CUARTO PASO: CONTEMPLATIO
¿Quién dice el texto?

(Autorizado por el autor, Fano en www.diocesismalaga.es)

ÚLTIMO PASO: ACTIO
¿A qué nos lleva el texto?

(hombre, 3 hijos, trabaja, pertenece a comunidad cristiana y a movimiento seglar)

Hoy, necesitamos mensajes ricos de significado, pero breves y eficaces, podríamos acoger esta REGLA DE ORO de este pasaje evangélico, como un valioso twet para tenerla en mente en todo momento. Jesús para entender mejor qué hacer por los demás, nos invita a meternos en su piel. Preguntémonos qué nos esperamos de nuestros padres, de los hijos, los compañeros de trabajo, los vecinos, los que no nos quieren bien, los que no tienen nuestras mismas ideas. Seguro que nos salen las respuestas de: acogida, escucha, inclusión, apoyo en las necesidades materiales...pero también: sinceridad, perdón, ánimo, paciencia, consejo, orientación, formación... Esta actitud interior, de cuestionarse esto, más las acciones concretas consiguientes, cumple todo el contenido de la Ley de Dios y por tanto, toda la riqueza de la vida espiritual.
Este evangelio de este domingo nos incita a ser creativos, generosos, a tomar la iniciativa a favor de cualquier persona, a tender puentes incluso hacia quienes no son amigos. Requiere que tengamos la capacidad de salir de nosotros mismos para ser así testigos creíbles de la fe que profesamos. Intentémoslo. Un día empleado de este modo, vale una vida. Nos invadirá una alegría desconocida, Dios estará con nosotros, porque está con quienes aman.

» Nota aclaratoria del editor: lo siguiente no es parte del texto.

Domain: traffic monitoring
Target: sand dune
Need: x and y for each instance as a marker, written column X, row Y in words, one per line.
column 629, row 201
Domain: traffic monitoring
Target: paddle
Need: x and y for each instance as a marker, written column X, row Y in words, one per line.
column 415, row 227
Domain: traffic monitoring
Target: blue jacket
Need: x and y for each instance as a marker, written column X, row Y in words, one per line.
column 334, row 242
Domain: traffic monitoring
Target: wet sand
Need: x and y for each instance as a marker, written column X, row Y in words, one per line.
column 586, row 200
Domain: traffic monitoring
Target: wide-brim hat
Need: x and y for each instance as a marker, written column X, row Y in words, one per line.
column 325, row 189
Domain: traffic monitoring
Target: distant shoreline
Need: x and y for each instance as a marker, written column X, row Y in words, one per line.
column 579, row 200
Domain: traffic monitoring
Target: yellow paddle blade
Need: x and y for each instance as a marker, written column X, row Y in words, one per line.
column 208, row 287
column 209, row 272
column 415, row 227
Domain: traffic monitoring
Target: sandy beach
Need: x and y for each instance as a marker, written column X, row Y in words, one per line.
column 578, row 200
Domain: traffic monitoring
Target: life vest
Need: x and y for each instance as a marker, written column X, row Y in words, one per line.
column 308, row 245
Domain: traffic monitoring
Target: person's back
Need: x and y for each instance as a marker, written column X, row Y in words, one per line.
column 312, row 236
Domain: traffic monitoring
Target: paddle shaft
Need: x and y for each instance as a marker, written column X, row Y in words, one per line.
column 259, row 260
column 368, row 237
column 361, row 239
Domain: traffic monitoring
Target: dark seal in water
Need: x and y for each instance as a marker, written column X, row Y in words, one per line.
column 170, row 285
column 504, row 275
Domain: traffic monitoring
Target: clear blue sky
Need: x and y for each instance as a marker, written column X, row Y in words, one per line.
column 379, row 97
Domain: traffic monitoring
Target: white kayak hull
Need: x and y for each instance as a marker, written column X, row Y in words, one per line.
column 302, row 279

Un ejemplo: Si yo soy veterano en el puesto de trabajo y me entero de que van a llegar nuevos compañeros, me preguntaré: Si entrase por primera vez a la oficina, ¿qué me gustaría encontrar? ¿qué me haría sentirme más a gusto? Probablemente me pondría a hacerles más sitio, buscar escritorios, y decírselo también a los demás compañeros. Juntos prepararíamos puestos de trabajo acogedores. Los recién llegados se encontrarían un ambiente alegre y una comunidad de trabajo más unida.